I shouldn’t expect you to always engage the theoretical if the actual lived experience is causing you pain.
Yet your pain confers a type of authority on the matter that I myself don’t have. So, your insights are appreciated when you see fit to offer them.
People’s lived experience have also come up when they try to justify their racist views. They’ve often told me stories and say “I was there. I saw it everyday.”
If I may share, there seem three main ways to unravel racism
(1) a ‘spiritual’ determination to see individual humanity;
(2) sociological and historical knowledge with which a person realizes that whatever negative racial stereotype he perceives in others is either the consequence of oppression on the person he’s observing or that his own perceptions in his own psyche are a result of his racist bias;
(3) circumstances that force multiracial cooperation and lead to various levels of social connection–neighbors, work peers, friends, spousal and familial bonding, combat veterans…etc.
On this third point, if I may suggest, desegregation isn’t “the house-slave loving his master” as Malcolm X said, all due respect to him.
Desegregation is instead the dismantling the social structures that were designed to promote racial alienation, justify exploitation, and prevent the threat of racial solidarity against the ruling class.
If I may further suggest, the short-comings of the Civil Rights Movement were due to, among other forms of pernicious racism, half measures or mere lip service to desegregation in housing and education, leaving the goal unacheived to this day.
That would seem the main problem, instead of desegregation itself undermining black community cohesion, as some black commentators have said.
With a fully racially integrated society, which we don’t have yet, instututional structures for economic justice are less vulnerable to the sort of racist attacks against existing social programs we’ve seen since Reagan, and the racist attacks against emerging programs of the Great Society in the 1960s and the New Deal in the 1930s.
So it seems if you want more effective anti–racism, you have to include multiracial, universalist agendas for economic justice.
In turn, if you want universalist economic justice, you have to include anti-racism, especially where black folk themselves are leading the movements.
At this point in US history, addressing anti-black racism has to be a part of addressing every conceivable social and ecological issue.
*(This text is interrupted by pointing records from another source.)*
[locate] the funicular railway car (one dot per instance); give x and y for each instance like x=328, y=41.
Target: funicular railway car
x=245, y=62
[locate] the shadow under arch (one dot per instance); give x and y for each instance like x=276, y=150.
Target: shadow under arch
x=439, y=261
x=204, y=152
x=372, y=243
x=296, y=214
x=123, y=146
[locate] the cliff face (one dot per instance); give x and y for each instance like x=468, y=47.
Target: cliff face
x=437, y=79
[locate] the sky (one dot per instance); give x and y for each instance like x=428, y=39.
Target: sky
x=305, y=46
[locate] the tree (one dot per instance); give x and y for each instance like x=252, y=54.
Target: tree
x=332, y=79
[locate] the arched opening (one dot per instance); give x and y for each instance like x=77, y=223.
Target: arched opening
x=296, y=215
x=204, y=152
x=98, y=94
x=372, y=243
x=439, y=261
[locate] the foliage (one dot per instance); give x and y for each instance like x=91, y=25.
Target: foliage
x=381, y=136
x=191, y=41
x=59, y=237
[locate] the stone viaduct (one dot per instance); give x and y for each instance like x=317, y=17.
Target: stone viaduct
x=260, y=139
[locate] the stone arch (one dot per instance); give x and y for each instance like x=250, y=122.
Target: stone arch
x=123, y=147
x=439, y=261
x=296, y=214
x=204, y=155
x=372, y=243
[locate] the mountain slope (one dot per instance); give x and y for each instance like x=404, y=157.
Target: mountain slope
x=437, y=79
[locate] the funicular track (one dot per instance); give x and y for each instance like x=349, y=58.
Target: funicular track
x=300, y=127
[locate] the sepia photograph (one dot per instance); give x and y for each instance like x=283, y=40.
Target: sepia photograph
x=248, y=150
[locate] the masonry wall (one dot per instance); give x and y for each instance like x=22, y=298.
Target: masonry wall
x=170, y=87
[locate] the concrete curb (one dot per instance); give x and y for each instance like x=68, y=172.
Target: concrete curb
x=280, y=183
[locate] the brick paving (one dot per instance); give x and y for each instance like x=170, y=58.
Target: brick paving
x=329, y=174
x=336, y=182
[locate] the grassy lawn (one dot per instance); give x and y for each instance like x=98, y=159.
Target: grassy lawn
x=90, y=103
You can say it always should have been. That makes sense morally, and obviously makes sense to black people.
But as you know, many white folk have faltered in their support, including white leftists.
Many former white supporters abandoned MLK when he applied his brilliant focus to the defacto segregation of the North, even though they had supported, even helped finance, his efforts against Southern dejure segregation, as you are well aware.
In my opinion, the political landscape now is such that if white folk value our own freedom, anti-racism has to be a high priority.
On macro issue, our disagreement seems to regard the relationship between, on the one hand, (1) the cause of economic solidarity among black folk; and, on the other hand, (2) multiracial or universalist economic agendas.